Geysers are a rare and spectacular phenomenon: hot springs which intermittently eject jets of boiling water and steam into the air. Their name is related to the Icelandic word geysa, meaning ‘to gush or spout’.
Geysers are rare and precious features – there are only about 1,000 active around the world. Of these, about half are in Yellowstone National Park, in Wyoming, USA. The only other major geyser fields are in Chile, Iceland, Russia’s Kamchatka peninsula, Alaska and New Zealand.
New Zealand’s geysers
In the 19th century there were five major geyser fields in the North Island: Rotomahana, Whakarewarewa, Ōrākei Kōrako, Wairākei and Taupō Spa. The Rotomahana geyser field was destroyed by the 1886 eruption of Mt Tarawera, and most of the remaining geysers have been damaged or affected by human activity, especially withdrawing steam or hot water for heating. Whakarewarewa is now the only major remaining geyser field.
Running out of steam
In the 19th century about 220 geysers were recorded in New Zealand. By 2004 only 58 geysers survived, some very small.
How geysers work
Geysers can form when hot water welling up from an underground reservoir has to pass through a narrow or constricted vent to the surface. The vent acts like the safety valve of a pressure cooker. The water in the reservoir becomes highly pressurised and superheated above its boiling point. Eventually, bubbles of steam form and rise through the constricted vent to the surface. This displaces some of the overlying water at the surface, which in turn relieves the pressure in the reservoir. The heated reservoir water flashes to steam, and the frothy mixture of expanding steam and boiling water is sprayed out of the vent. After this eruptive phase, the reservoir begins to fill up from below, and the cycle starts over again.
Geysers at Whakarewarewa
Although there are more than 500 hot springs at Whakarewarewa in Rotorua, the most obvious features are the seven geysers on Geyser Flat, where there is almost always some activity. The geysers are aligned north–south along a buried fault, through which hot water escapes to the surface.

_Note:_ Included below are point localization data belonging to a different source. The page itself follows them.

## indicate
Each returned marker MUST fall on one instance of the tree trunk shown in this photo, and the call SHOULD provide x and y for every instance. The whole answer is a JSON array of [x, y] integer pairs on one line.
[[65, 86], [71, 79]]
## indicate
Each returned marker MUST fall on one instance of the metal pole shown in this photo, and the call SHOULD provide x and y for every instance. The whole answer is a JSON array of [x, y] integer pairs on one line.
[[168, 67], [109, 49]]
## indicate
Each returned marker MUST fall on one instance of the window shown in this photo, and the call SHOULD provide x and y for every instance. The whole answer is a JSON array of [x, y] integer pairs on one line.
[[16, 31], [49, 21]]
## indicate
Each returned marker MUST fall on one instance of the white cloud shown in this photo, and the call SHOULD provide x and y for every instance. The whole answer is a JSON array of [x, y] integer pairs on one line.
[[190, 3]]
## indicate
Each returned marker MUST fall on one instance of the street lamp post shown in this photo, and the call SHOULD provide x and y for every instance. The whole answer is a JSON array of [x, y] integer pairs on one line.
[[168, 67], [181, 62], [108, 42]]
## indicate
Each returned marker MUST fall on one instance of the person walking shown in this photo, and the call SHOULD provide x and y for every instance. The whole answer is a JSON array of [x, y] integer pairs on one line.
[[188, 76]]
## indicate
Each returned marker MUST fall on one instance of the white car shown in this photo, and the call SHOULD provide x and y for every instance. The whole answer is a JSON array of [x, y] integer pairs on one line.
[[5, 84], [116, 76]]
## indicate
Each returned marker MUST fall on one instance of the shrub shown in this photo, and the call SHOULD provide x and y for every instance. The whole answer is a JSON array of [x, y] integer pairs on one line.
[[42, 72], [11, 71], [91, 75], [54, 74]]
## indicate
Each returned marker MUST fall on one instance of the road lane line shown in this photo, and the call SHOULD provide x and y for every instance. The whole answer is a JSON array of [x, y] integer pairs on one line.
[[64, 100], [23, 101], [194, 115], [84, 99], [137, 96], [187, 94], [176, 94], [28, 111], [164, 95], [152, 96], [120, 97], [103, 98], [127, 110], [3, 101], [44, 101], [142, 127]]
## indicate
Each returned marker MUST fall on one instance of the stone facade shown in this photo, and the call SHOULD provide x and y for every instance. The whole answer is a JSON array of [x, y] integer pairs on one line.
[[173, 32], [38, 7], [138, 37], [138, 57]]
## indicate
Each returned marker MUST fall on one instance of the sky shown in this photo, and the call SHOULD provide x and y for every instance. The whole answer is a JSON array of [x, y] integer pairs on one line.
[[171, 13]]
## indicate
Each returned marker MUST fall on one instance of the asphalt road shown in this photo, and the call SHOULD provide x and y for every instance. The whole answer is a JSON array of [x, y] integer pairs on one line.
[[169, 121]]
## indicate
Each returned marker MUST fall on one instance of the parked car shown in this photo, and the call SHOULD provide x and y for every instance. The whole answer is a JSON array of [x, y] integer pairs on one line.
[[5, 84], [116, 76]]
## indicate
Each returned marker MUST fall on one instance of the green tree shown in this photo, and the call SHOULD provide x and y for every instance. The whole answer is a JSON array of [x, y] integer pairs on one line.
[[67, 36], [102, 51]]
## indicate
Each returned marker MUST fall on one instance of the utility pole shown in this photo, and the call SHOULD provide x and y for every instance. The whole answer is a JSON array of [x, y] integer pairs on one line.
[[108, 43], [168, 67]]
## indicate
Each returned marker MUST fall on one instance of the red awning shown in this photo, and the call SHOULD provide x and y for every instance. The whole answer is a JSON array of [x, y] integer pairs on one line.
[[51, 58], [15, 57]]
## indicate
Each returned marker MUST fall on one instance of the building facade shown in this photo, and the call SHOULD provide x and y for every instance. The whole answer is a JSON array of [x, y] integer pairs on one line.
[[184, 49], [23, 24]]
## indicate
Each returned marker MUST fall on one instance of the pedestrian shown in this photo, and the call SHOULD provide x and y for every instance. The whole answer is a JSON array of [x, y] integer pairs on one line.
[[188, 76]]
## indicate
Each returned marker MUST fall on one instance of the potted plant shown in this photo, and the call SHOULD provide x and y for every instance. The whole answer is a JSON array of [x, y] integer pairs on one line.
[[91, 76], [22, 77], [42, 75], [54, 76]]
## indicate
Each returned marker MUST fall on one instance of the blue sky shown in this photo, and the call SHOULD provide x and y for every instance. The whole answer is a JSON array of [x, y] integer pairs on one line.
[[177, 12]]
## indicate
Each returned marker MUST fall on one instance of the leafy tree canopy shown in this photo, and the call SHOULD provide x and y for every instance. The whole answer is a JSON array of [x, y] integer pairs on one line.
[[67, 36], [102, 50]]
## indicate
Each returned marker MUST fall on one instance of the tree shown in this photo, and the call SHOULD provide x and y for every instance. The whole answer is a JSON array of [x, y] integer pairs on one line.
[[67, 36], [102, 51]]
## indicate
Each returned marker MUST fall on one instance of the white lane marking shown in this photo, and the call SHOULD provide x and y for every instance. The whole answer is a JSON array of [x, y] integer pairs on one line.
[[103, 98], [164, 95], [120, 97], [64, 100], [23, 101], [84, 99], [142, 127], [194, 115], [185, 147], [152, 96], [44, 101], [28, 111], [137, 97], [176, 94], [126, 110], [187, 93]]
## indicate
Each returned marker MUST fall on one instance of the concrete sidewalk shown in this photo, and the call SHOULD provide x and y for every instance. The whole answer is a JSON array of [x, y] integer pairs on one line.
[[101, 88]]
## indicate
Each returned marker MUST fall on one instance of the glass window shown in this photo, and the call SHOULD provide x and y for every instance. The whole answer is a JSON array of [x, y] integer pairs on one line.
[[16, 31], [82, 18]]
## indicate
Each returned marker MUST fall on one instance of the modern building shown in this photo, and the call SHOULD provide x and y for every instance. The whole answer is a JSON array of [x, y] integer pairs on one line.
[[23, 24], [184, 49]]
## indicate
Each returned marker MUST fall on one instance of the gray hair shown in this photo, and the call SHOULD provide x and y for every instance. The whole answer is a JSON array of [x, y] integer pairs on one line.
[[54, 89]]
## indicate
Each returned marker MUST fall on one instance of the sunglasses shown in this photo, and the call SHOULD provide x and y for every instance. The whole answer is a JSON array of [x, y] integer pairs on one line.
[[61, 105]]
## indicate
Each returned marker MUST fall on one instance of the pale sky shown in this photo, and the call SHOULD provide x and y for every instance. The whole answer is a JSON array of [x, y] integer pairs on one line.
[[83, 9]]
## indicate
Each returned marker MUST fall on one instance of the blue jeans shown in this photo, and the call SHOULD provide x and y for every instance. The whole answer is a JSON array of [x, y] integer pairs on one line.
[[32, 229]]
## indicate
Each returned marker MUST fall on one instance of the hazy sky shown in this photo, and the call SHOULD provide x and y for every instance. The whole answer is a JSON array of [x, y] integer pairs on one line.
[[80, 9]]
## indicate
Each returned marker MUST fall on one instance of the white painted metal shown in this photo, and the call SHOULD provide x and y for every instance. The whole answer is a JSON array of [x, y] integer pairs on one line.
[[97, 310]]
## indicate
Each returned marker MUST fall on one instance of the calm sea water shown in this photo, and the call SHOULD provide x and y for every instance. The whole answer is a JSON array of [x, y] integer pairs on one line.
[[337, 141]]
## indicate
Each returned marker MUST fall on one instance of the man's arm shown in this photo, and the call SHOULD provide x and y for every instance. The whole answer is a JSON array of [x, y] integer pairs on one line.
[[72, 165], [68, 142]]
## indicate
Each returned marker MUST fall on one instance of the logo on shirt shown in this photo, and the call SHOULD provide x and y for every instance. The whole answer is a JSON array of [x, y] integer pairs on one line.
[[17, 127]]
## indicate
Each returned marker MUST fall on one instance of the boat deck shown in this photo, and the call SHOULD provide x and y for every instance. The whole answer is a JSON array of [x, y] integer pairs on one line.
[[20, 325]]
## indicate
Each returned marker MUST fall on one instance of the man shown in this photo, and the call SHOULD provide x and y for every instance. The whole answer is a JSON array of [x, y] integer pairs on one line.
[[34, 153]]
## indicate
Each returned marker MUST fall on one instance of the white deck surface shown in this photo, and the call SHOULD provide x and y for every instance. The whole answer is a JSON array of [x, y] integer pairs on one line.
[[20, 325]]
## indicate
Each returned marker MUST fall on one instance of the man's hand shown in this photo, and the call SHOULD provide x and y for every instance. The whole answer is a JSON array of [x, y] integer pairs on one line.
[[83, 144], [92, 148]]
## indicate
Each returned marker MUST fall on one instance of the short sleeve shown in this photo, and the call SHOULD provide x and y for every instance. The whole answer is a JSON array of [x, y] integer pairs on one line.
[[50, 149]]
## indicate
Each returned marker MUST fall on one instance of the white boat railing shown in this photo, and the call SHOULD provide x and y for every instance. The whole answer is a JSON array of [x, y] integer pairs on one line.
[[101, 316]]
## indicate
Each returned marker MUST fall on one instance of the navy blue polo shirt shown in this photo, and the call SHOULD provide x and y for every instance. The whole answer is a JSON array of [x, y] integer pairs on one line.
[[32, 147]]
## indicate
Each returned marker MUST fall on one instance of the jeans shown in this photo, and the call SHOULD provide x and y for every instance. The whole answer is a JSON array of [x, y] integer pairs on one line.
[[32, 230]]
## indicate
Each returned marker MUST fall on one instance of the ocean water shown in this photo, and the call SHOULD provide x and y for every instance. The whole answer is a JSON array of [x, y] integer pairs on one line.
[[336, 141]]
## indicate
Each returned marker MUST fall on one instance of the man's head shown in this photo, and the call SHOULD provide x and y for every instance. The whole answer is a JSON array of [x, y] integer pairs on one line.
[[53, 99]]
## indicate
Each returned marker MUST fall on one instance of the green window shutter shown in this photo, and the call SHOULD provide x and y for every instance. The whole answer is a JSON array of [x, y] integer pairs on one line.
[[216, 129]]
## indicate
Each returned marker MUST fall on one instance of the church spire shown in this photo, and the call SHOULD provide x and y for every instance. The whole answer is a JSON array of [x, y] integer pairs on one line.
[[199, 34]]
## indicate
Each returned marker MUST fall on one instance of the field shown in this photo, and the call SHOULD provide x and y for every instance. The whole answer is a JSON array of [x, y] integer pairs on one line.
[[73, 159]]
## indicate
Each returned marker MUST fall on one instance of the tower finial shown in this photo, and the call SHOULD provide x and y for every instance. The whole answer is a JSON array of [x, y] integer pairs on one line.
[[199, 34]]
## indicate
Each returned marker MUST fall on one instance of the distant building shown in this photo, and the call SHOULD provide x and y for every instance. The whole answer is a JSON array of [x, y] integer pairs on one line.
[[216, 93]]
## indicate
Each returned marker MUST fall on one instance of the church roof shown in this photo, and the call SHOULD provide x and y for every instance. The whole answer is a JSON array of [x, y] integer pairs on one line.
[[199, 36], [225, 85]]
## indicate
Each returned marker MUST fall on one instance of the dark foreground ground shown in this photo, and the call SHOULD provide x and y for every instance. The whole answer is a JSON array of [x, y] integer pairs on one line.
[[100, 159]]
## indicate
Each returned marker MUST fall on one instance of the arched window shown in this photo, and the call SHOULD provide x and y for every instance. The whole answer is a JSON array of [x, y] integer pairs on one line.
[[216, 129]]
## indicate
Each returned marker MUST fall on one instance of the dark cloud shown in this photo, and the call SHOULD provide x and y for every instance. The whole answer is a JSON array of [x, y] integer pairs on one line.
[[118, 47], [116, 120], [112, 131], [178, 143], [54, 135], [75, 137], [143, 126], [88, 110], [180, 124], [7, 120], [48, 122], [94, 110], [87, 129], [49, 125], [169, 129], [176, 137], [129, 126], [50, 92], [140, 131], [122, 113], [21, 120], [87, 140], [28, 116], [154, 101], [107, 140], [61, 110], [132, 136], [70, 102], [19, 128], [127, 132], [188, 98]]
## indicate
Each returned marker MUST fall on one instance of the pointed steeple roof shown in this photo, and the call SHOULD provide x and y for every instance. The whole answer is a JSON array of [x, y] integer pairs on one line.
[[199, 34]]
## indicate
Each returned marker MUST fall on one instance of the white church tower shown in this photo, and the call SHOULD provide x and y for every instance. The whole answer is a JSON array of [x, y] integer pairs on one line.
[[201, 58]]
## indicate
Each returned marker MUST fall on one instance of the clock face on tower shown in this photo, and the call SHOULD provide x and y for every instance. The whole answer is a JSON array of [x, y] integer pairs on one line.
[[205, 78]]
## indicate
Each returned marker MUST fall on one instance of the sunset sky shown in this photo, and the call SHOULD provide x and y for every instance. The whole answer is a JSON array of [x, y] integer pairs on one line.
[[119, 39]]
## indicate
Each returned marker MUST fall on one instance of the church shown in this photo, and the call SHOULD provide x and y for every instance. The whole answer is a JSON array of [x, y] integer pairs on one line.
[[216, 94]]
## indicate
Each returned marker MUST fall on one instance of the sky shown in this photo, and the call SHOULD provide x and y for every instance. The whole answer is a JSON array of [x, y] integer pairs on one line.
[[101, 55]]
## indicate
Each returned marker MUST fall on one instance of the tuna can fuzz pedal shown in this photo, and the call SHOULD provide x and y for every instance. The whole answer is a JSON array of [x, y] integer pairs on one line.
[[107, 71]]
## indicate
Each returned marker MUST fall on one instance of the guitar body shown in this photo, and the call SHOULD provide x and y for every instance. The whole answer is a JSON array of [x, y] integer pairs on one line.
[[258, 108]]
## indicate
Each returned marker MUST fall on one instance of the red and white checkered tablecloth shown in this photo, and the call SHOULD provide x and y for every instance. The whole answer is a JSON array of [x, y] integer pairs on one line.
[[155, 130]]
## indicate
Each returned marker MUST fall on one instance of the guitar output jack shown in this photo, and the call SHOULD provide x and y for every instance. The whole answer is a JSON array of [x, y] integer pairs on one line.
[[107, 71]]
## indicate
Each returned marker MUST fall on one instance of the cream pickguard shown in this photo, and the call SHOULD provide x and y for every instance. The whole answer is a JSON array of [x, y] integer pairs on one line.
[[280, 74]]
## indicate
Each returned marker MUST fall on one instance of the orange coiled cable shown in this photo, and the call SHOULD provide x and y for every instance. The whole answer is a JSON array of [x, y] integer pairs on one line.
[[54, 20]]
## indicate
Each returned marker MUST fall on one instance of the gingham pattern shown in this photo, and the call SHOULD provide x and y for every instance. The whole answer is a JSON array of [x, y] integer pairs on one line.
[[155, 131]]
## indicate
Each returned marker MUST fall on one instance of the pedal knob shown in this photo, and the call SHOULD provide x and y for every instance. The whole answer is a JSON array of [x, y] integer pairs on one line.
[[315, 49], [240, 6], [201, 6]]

Pōhutu, the largest geyser, regularly erupts to a height of 15–20 metres, and sometimes much higher. Prince of Wales Feathers, a few metres north of Pōhutu, began spurting in June 1886, after the Mt Tarawera eruption – probably triggered by earthquakes. Originally it was known as the Indicator, as it normally played shortly before Pōhutu erupted, but in 1901 it was renamed in honour of the royal visit that year. Since 1992 it has played almost continuously.
Although visitors to Whakarewarewa will almost always see geysers playing on Geyser Flat, most of the others that made the area famous are no longer active. In particular, the Waikite and Wairoa have disappeared, although you can see their vents, surrounded by sinter. Waikite was one of the highest above sea level (315 metres), built on a prominent sinter mound. The southern end of Fenton Street (the main street of Rotorua) was designed to offer travellers a view of the geyser.
Lady Knox geyser, Waiotapu
Lady Knox geyser erupts every morning at 10.15, when it is deliberately activated by pouring soap into its vent. The area close by was originally part of a prison camp, and it is said that the prisoners discovered the action of the geyser when they were washing their clothes.
The spectacular Wairoa geyser spurted up to 50 metres high. Eruptions could be triggered by soap, which appears to have two effects: it reduces the surface tension of the water, and a reaction between soap and mineralised water creates nuclei for soap bubbles to form on. The geyser was sometimes artificially induced for important visitors.